Sid registered the name reserved-bit as a vanity domain years ago for his own use and when I started thinking of starting something of my own, he offered me the domain to use as my brand. I hosted my blog on it (which has now moved to nisha.reserved-bit.com) for a while, until the makerspace idea evolved. I was asked if I wanted to name the makerspace something else and not reserved-bit, but I feel the idea resonates well with the idea of my makerspace, a space reserved for exploration. So it was official – we would be called reserved-bit.

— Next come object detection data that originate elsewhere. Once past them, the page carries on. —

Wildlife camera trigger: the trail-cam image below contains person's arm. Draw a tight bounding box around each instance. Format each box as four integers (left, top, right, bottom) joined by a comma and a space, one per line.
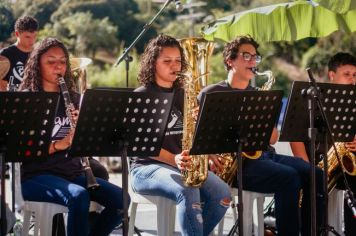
290, 142, 309, 162
0, 79, 8, 91
48, 110, 79, 154
153, 148, 191, 170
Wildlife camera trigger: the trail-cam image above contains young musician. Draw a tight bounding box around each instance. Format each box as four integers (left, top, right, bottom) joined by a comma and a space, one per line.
130, 35, 231, 236
291, 52, 356, 236
198, 36, 322, 236
0, 16, 38, 91
20, 38, 123, 236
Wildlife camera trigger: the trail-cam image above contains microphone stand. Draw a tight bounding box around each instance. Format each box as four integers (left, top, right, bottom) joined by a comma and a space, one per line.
302, 68, 356, 236
114, 0, 173, 87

Now a maker-space wouldn’t be possible without actual physical space, so task one was to finalize a workshop-like place because by definition that is what a makerspace looks like. Real estate with decent internet connection and electricity backup in this part of the world is expensive to set up and scale. Further, we had other limitations which meant that we had to curtail our space requirement to about 1000 square feet of office space in Amanora Chambers which had almost everything set out of the box, reducing our capital investment. Siddhi joined us as member 3, a child psychologist and Autism therapist.
With the space finalised, we got immersed in the world of paperwork and also planning on furnishing and setting things up. This in fact is where we are right now, grappling with contractors to try and ensure that our space is in the initial state we want it to be.